Mas Wuerl e Hurd disseram que o sistema foi desenvolvido como uma resposta a uma demanda crescente. “Alguns grupos anglicanos veem solicitando isso há 30 anos”, disse Hurd. “Este não é apenas um simples furto de ovelhas.”
Charles K. Robertson, assistente do bispo presidente da Igreja Episcopal, em Nova York, disse que o número de pessoas que deixaram a igreja foi muitas vezes exagerado. Ele observou que as previsões são pequenas e que nas últimas décadas um fluxo constante de católicos, frustrados com as restrições a respeito das mulheres e do casamento, entrou para a Igreja Episcopal.
Os líderes católicos disseram que não acreditam que a presença de padres casados, a maioria dos quais irá trabalhar no sistema paralelo do ordinariato, poderá causar algum tipo de discórdia dentro da Igreja.
“Está muito claro para todos que esses padres casados são uma exceção e que o celibato continua a ser a norma”, disse Hurd. “Esse é um ato de generosidade para com essas comunidades, para que elas possam ingressar com seus pastores e manter o vínculo que foi estabelecido entre si.”
“O compromisso com o celibato na igreja latina é muito profundo e é uma tradição que vem de longa data”, disse Wuerl. Futuros candidatos que queiram participar do ordinariato deverão se comprometer com o celibato, por isso aos poucos os padres casados irão desaparecer, segundo ele.

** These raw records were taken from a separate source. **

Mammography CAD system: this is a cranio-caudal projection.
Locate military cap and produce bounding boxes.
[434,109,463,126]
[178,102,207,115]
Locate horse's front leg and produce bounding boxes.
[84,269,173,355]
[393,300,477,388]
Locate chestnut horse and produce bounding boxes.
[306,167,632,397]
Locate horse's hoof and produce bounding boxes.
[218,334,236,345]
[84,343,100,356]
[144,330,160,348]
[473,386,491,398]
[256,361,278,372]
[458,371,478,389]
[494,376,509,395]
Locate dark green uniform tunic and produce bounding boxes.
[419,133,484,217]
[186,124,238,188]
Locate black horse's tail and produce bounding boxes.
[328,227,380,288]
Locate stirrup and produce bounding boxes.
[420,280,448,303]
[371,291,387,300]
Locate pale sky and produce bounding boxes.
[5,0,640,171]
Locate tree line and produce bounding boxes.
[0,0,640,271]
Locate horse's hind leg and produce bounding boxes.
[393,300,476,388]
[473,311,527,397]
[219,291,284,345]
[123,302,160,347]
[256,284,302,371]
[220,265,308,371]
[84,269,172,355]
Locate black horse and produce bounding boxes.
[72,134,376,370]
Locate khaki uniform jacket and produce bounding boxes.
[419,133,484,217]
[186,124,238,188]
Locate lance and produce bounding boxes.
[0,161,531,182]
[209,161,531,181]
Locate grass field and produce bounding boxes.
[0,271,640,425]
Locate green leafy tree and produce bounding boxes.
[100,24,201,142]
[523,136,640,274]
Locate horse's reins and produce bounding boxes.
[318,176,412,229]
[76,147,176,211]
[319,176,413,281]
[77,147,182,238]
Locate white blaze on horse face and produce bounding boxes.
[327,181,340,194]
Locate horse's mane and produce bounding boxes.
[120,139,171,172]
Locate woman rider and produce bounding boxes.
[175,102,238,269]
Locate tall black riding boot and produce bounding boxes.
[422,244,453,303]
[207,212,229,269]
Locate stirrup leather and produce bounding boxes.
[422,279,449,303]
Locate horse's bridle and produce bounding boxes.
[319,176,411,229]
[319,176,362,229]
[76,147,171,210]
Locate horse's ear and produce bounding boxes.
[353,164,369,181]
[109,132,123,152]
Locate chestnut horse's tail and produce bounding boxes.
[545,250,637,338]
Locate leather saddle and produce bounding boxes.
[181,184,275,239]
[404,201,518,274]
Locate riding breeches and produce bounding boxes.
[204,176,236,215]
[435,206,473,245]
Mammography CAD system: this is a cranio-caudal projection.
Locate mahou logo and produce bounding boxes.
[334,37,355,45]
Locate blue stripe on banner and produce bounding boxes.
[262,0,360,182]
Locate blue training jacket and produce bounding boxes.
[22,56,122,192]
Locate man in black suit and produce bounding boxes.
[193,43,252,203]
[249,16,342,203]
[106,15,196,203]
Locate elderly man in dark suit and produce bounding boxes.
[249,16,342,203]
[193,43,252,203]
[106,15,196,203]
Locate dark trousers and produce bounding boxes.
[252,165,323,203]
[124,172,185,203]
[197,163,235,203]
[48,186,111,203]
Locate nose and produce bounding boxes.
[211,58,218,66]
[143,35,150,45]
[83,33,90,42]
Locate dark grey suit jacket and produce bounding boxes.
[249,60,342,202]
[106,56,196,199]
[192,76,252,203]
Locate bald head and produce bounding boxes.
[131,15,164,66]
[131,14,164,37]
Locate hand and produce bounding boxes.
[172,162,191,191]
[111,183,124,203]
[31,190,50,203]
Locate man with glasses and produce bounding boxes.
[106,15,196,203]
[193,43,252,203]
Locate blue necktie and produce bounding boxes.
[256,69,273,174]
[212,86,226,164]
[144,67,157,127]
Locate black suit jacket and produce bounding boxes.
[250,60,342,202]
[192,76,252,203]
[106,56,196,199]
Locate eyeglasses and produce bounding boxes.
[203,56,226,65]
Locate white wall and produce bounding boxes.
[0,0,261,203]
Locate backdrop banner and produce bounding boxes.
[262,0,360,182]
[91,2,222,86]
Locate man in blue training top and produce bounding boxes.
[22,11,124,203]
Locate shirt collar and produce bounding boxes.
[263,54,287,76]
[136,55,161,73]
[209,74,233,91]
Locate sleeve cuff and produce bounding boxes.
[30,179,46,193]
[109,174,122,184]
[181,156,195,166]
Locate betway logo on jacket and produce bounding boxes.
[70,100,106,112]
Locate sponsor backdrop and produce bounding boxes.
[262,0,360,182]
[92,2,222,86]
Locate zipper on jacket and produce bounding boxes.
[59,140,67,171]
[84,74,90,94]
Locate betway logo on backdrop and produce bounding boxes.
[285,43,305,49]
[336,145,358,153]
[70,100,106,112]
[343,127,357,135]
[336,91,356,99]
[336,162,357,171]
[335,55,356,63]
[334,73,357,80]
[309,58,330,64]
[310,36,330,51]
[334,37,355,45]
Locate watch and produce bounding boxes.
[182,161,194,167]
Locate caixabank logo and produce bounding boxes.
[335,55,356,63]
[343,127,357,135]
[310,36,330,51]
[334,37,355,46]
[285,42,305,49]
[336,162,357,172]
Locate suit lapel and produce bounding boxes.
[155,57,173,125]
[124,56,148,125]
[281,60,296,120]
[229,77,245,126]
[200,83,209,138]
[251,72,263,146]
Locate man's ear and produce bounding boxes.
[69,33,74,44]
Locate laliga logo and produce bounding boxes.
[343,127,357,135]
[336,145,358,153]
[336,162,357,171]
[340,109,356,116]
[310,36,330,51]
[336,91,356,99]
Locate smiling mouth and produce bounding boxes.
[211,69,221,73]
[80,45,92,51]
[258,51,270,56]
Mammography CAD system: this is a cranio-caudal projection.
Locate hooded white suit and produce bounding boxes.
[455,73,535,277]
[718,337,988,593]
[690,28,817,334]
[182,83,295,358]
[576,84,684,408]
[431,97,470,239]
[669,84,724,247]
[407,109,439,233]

Charles Hough 3º, 57, de Fort Worth, um padre Episcopal há 31 anos, ficou descontente com as facções com tendências liberais da Igreja Episcopal. Em 2008, ele entrou para uma igreja rival, mas sempre sonhou em liderar sua congregação na Igreja Católica Romana. “Isso é algo pelo qual temos orado”, disse ele.
Ele renunciou a seu posto na Igreja Anglicana em março e tornou-se católico ao lado de 30 seguidores. Como dezenas de outros ex-padres episcopais que já se inscreveram, ele irá começar uma aula online em teologia católica romana e fará alguns procedimentos no final de janeiro, esperando ser ordenado em junho.
Nesse meio tempo, Hough faz alguns serviços de oração para sua pequena congregação em uma igreja improvisada em Cleburne, Texas, ao sul de Fort Worth. Na conservadora Forth Worth, onde quase toda a diocese deixou a Igreja Episcopal pela Igreja Católica há alguns anos, pelo menos quatro diferentes congregações, incluindo a de Hough, estão agora tentando se juntar ao ordinariato e tornar-se novas paróquias católicas.
Muitas destas já estiveram divididas entre “anglicanos e católicos”. “É uma alegria ser capaz de abraçar a plenitude da igreja”, disse Hough. “Deus está reformando sua igreja.”
Hough, que foi casado por 38 anos, tem um filho, Charles Hough 4º, que também é um ex-padre episcopal que procura agora ser ordenado como padre católico. O seu filho, que tem 30 anos, é casado e tem dois filhos pequenos, já liderou uma igreja episcopal de 70 pessoas. Agora, está dando aulas de catecismo, como ajudante, em uma igreja católica de 10 mil fiéis em Forth Worth. Ele espera poder continuar trabalhando naquela igreja depois que ele for ordenado.
Trabalhando ao lado de padres celibatários, seu filho disse não ter detectado nenhum tipo de ressentimento. “Cada um de nós enxerga os sacrifícios e as ofertas feitas por cada lado”, disse ele. Um padre celibatário tem mais tempo para deveres religiosos e devoção, disse ele, enquanto um homem casado enfrenta “uma necessidade de equilíbrio com a família.”
“Existe um fator de gerenciamento de tempo”, explicou.